Question

A transverse sine wave of amplitude 10cm and wavelength 200cm travels from left to right along a long horizontal stretched string with a speed of 100cm/s. Take the origin at the left end of the string. At time t=0, the left end of the string is at the origin and is moving downward. Then the equation of the wave will be (in C. G. S. system)
(a) \[10\sin (0.01\pi x - \pi t)\]
(b) \[10\sin (0.02\pi x - \pi t)\]
(c) \[10\sin (0.01x - \pi t)\]
(d) \[10\sin (0.02x - \pi t)\]

Answer 1

Hint: Waves can be of two types longitudinal and transverse. In transverse waves, the particles vibrate perpendicular to the direction of propagation of the wave. If we take the velocity of the wave along the x axis then the displacement of the particles will be along y axis. In longitudinal waves, the particles vibrate along the direction of the propagation of the wave.

Formula Used:
1. Wave number: $k = \dfrac{{2\pi }}{\lambda }$ ……(1)
Where,
$\lambda $is the wavelength of the wave
2. Velocity of the wave: $v = \lambda \upsilon $ ……(2)
Where,
$\upsilon $ is the frequency of the wave.
3. Angular frequency: $\omega = 2\pi \upsilon $ ……(3)
4. Equation of the wave travelling in positive x direction:
$y(x,t) = A\sin (kx - \omega t + \phi )$ ……(4)
Where,
$y(x,t)$ is the displacement along y direction when the wave is at x point and at time t
$\phi $ is the phase angle

Diagram:




Complete step by step answer:
Given:
1. Amplitude of the wave A = 10cm
2. Wavelength of the wave $\lambda = 200cm$
3. Speed of the wave v = 100cm/s

To find: The equation of the wave in the C.G.S system.

Step 1:
Calculate k using to eq. (1):
$
   \Rightarrow k = \dfrac{{2\pi }}{{200}} \\
   \Rightarrow k = 0.01\pi c{m^{ - 1}} \\
 $
Rearrange the terms in eq (2) to find $\upsilon $:
$\upsilon = \dfrac{v}{\lambda }$ ……(5)

Step 2:
Find frequency using eq (5):
$
   \Rightarrow \upsilon = \dfrac{{100}}{{200}} \\
   \Rightarrow \upsilon = 0.5Hz \\
 $
Find angular frequency using eq (3):
$
  \omega = 2\pi (0.5) \\
  \omega = \pi Hz \\
 $

Step 3:
Phase angle determines how much the 1^st particle is initially displaced when t=0. When t=0, the 1^st particle of the string is at origin. This means the 1^st particle(x=0) is at displacement y=0 for t=0. Hence, the phase angle $\phi $ is 0.
If the point at x=0 is moving down in a negative y direction, it means that the wave has moved forward in x direction (left to right). So, it is a wave travelling in +x direction. Use eq (4) to find the equation:
$
   \Rightarrow y(x,t) = 10\sin (0.01\pi x - \pi t + 0) \\
   \Rightarrow y(x,t) = 10\sin (0.01\pi x - \pi t) \\
 $

Final Answer
The equation of the wave is (a) \[10\sin (0.01\pi x - \pi t)\] in the C.G.S system.

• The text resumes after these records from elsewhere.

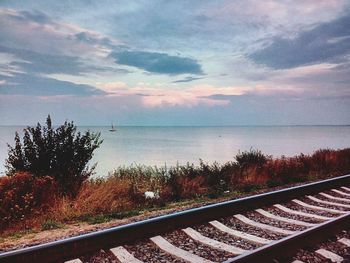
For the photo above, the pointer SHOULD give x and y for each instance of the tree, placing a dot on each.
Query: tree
(61, 153)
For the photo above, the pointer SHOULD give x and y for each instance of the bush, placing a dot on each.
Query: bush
(251, 157)
(23, 194)
(61, 153)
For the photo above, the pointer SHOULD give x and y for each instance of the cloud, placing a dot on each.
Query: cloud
(327, 42)
(32, 85)
(187, 79)
(160, 63)
(160, 97)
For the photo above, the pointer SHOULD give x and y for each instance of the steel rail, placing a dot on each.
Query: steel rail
(74, 247)
(288, 246)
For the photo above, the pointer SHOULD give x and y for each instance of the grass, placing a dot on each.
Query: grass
(121, 194)
(51, 224)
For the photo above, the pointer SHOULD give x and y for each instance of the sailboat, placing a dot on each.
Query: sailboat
(112, 129)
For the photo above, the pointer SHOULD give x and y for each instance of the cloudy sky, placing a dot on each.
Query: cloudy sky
(175, 62)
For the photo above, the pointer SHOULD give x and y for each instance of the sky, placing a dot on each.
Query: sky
(156, 62)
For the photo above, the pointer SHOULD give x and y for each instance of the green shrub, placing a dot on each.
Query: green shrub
(61, 153)
(23, 194)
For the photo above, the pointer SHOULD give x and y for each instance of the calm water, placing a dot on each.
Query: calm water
(169, 145)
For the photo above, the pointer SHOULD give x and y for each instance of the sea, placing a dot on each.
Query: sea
(178, 145)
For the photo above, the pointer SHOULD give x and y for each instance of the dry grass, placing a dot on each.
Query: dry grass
(122, 193)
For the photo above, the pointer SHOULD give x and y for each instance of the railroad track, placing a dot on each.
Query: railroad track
(261, 228)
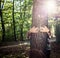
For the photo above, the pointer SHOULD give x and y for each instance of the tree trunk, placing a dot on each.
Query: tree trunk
(2, 23)
(39, 18)
(21, 24)
(14, 23)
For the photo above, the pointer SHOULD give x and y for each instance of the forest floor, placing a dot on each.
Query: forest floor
(21, 49)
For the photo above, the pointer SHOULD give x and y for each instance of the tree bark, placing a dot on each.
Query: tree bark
(39, 18)
(2, 23)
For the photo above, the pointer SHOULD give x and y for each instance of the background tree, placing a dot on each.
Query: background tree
(39, 18)
(2, 21)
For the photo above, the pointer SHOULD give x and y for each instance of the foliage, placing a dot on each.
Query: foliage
(22, 17)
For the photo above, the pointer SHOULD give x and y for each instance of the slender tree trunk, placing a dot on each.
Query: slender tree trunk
(14, 23)
(21, 24)
(2, 23)
(39, 18)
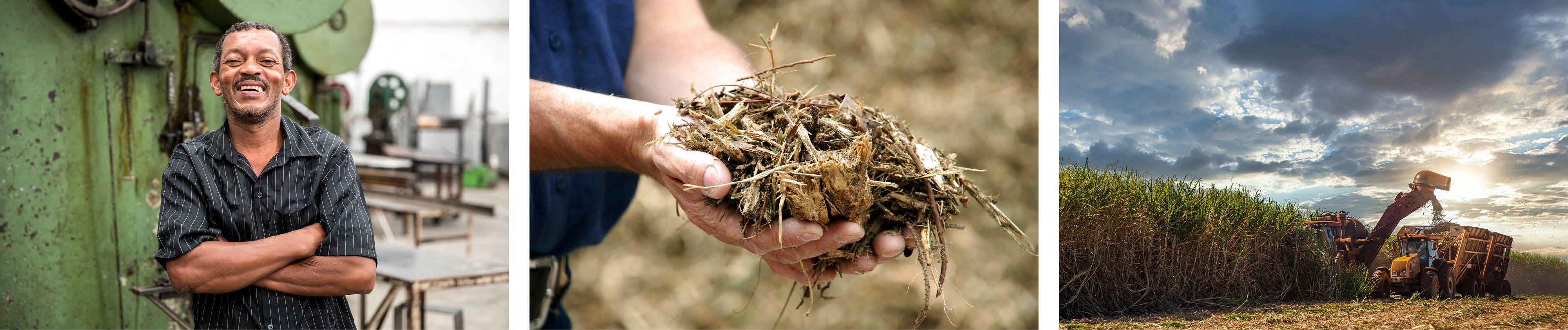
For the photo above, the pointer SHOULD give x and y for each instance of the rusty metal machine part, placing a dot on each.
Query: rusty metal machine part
(1406, 203)
(1461, 260)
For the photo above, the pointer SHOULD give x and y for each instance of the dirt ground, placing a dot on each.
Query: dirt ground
(962, 74)
(1525, 312)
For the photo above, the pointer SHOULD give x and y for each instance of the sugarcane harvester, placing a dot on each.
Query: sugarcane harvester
(1351, 241)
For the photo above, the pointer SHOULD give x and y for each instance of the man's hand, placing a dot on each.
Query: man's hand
(217, 268)
(786, 246)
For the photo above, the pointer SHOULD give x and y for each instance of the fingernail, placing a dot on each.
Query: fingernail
(843, 239)
(810, 236)
(711, 178)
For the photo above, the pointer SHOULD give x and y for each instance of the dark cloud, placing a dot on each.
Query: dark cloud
(1348, 57)
(1348, 98)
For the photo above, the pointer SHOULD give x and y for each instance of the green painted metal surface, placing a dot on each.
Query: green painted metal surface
(341, 45)
(81, 156)
(288, 16)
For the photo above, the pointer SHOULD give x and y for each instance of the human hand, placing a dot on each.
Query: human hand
(785, 246)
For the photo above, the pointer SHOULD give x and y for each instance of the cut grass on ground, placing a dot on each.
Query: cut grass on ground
(1525, 312)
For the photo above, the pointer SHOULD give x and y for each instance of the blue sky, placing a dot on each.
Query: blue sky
(1332, 104)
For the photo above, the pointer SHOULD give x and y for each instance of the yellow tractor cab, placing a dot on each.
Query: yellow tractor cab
(1417, 269)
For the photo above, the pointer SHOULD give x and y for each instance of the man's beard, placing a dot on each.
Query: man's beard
(250, 117)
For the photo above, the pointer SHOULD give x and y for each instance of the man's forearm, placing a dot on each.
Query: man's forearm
(216, 268)
(324, 276)
(583, 129)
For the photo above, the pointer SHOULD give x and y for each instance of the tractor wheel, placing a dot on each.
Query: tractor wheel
(1445, 285)
(1467, 288)
(1429, 285)
(1379, 285)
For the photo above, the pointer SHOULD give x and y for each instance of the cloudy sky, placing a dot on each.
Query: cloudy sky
(1332, 104)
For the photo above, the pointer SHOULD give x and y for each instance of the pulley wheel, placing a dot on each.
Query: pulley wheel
(390, 92)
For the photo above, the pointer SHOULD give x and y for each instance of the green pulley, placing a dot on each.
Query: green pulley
(390, 92)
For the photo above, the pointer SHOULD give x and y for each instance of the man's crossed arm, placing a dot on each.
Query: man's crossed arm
(286, 263)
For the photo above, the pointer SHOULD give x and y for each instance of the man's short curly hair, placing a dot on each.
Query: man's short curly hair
(288, 53)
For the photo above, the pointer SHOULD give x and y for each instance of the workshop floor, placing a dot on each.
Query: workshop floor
(484, 307)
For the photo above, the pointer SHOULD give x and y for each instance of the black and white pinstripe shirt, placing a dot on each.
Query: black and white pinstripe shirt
(209, 189)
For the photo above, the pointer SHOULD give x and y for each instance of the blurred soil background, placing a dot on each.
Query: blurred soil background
(962, 74)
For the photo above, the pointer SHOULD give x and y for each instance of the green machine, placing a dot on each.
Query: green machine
(93, 96)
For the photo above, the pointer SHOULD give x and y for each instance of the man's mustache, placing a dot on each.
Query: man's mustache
(244, 78)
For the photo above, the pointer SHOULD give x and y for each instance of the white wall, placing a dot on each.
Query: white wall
(457, 42)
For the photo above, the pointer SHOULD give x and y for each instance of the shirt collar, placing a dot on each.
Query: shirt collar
(296, 142)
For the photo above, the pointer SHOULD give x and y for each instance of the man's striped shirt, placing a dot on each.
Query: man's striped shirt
(209, 191)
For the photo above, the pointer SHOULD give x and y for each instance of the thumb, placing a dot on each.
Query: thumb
(699, 169)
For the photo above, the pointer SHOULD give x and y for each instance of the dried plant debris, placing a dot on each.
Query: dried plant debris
(830, 158)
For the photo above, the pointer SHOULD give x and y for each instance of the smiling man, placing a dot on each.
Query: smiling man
(264, 221)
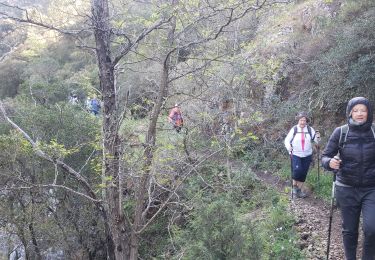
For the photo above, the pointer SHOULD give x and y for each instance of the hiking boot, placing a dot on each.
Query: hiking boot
(295, 191)
(301, 194)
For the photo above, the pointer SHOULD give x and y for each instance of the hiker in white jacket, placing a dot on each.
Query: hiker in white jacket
(299, 143)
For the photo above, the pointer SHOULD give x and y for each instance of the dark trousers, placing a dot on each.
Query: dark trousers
(352, 202)
(301, 167)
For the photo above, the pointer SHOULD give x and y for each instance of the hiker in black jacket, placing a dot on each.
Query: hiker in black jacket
(354, 165)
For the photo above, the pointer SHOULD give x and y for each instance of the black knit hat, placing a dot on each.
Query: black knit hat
(302, 114)
(363, 101)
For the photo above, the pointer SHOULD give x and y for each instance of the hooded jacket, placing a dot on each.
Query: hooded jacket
(358, 152)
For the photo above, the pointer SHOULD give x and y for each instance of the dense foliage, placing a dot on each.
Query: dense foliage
(238, 91)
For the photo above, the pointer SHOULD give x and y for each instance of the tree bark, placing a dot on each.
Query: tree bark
(111, 141)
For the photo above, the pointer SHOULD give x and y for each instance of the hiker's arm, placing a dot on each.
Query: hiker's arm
(316, 136)
(331, 149)
(287, 140)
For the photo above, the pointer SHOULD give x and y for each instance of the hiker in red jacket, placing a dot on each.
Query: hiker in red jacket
(175, 118)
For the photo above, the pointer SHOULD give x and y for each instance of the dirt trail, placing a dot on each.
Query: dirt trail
(312, 216)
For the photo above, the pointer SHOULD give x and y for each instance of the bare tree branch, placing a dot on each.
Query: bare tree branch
(43, 155)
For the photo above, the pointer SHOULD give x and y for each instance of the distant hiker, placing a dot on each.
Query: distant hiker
(95, 106)
(88, 104)
(73, 99)
(354, 143)
(298, 142)
(175, 118)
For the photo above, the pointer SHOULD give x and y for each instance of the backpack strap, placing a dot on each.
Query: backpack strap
(310, 133)
(344, 129)
(294, 134)
(308, 130)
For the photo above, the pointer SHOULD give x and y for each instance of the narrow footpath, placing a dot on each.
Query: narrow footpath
(312, 219)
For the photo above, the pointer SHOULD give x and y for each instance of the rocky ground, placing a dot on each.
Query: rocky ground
(312, 221)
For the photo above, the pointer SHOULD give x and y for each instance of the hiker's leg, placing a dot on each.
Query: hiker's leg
(368, 215)
(350, 207)
(305, 165)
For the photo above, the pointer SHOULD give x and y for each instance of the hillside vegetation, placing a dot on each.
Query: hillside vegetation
(125, 184)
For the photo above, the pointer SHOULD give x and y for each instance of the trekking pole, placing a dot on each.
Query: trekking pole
(318, 168)
(331, 213)
(291, 174)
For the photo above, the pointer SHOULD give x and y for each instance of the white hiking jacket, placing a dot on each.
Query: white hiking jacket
(299, 149)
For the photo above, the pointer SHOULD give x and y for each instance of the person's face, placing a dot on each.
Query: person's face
(302, 122)
(359, 113)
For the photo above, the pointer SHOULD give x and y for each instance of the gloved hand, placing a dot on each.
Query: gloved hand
(317, 135)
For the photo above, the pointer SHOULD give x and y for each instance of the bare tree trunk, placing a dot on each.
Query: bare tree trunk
(111, 141)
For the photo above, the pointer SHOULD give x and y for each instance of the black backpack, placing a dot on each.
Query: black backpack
(295, 129)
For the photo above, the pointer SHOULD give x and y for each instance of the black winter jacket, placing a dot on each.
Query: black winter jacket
(358, 153)
(358, 157)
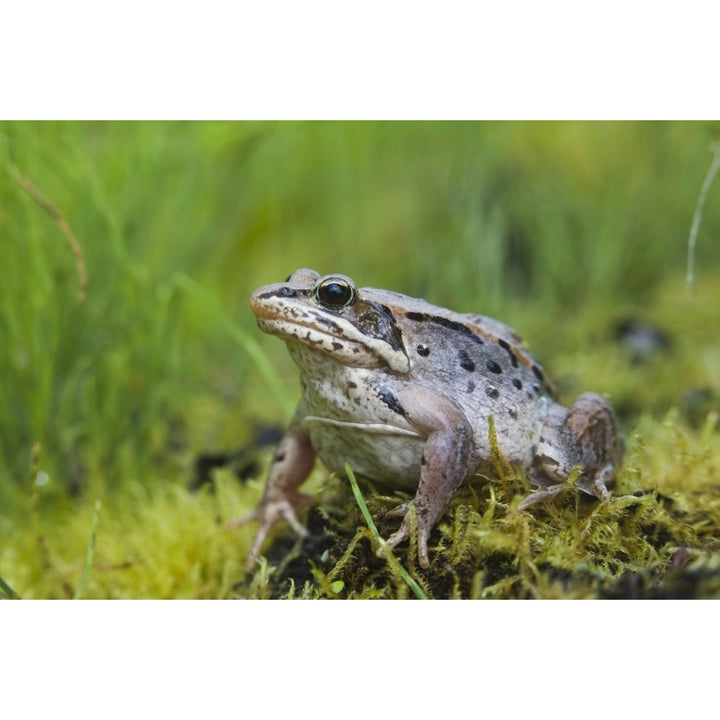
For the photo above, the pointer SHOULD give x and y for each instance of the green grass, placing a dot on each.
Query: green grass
(561, 230)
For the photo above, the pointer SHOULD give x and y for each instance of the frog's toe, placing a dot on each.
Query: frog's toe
(403, 534)
(400, 510)
(269, 513)
(540, 496)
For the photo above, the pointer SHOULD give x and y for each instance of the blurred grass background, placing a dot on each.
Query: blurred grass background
(562, 230)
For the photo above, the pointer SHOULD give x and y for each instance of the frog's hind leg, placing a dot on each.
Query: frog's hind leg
(595, 428)
(586, 435)
(443, 466)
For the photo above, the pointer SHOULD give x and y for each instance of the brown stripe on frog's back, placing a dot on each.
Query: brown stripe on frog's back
(376, 321)
(479, 335)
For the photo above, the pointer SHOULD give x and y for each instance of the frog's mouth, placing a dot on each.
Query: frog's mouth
(293, 321)
(341, 341)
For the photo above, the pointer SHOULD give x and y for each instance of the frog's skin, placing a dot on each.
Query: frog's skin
(403, 391)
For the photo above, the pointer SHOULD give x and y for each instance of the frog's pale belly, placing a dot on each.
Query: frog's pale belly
(391, 452)
(380, 453)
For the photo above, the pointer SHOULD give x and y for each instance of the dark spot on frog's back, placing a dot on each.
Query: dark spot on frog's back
(465, 362)
(508, 349)
(493, 367)
(391, 401)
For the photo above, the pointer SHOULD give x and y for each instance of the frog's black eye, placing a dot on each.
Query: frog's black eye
(335, 292)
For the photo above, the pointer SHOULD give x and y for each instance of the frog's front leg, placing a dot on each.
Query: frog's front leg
(443, 465)
(588, 434)
(291, 464)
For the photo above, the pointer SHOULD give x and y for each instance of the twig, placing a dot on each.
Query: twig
(56, 215)
(712, 172)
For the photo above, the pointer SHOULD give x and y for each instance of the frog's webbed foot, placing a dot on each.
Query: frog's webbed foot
(541, 496)
(269, 513)
(292, 462)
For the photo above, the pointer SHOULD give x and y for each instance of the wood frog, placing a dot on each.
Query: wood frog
(403, 391)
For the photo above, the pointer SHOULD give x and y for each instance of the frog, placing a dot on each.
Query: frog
(410, 395)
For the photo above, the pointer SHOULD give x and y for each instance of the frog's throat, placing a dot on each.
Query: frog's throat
(375, 428)
(344, 341)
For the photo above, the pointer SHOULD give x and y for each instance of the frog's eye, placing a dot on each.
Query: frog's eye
(335, 292)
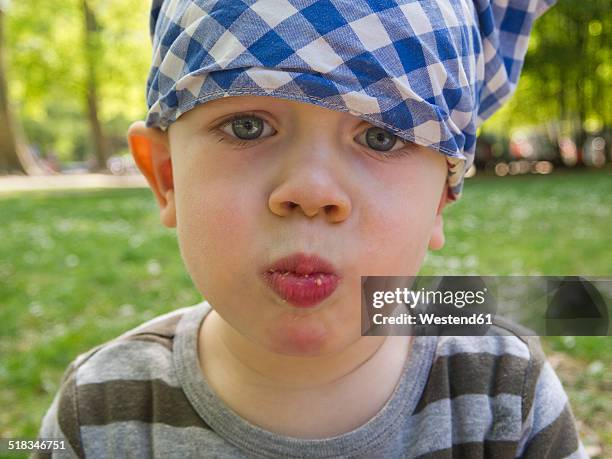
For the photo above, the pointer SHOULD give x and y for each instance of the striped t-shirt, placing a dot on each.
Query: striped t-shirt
(143, 395)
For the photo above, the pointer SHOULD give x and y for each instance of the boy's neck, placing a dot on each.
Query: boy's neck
(257, 366)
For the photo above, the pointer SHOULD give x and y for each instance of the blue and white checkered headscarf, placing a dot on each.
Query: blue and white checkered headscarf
(429, 71)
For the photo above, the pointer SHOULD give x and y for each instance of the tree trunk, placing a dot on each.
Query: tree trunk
(9, 159)
(92, 47)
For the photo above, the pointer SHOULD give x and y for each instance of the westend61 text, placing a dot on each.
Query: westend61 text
(433, 319)
(409, 297)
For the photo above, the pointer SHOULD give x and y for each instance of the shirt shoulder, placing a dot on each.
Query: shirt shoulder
(126, 383)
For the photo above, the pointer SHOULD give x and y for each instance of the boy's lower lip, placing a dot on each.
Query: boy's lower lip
(302, 290)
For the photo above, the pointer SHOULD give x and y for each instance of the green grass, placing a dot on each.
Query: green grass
(78, 268)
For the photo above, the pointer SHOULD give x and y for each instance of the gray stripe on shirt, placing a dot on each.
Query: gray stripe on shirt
(133, 360)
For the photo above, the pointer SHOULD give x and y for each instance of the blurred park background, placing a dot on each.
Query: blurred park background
(80, 267)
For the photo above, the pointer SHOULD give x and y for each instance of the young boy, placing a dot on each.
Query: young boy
(297, 146)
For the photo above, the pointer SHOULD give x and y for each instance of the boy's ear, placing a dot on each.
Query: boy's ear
(436, 241)
(151, 152)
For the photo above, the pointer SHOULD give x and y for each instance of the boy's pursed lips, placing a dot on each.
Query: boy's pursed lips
(302, 280)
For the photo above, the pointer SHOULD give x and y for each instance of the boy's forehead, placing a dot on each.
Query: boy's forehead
(416, 68)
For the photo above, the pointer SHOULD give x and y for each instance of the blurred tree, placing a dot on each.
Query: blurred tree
(92, 57)
(14, 156)
(567, 74)
(54, 68)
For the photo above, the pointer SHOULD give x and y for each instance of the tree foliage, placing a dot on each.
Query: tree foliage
(48, 71)
(566, 75)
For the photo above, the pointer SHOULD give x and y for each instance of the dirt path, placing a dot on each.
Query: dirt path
(19, 183)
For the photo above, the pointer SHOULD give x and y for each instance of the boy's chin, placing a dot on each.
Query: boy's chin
(305, 336)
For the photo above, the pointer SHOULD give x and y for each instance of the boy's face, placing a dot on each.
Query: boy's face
(303, 179)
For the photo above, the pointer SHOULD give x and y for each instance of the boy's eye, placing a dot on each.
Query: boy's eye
(380, 139)
(247, 127)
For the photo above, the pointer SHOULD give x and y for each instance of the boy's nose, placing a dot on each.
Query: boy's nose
(310, 185)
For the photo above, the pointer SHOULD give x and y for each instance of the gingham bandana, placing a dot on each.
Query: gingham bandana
(430, 71)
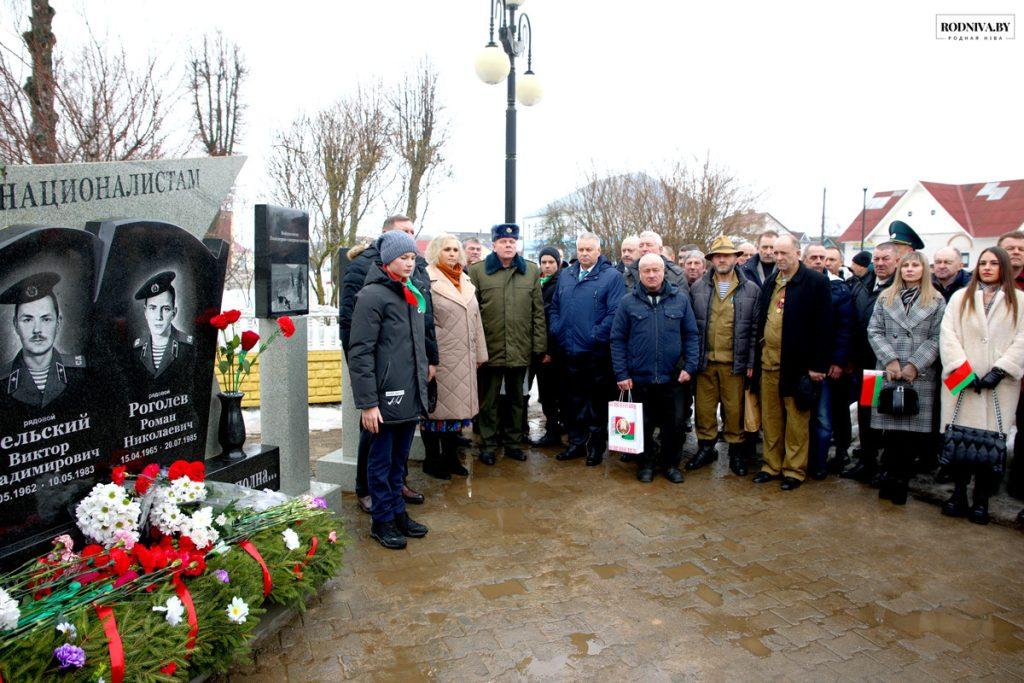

Note: Try to remember the general equation of a wave propagating along the x axis. In this equation x and t are variables, the rest of the unknown quantities can be found using their definitions. For example, phase angle is the angle by which the origin of the wave has displaced with respect to the origin of the sin wave.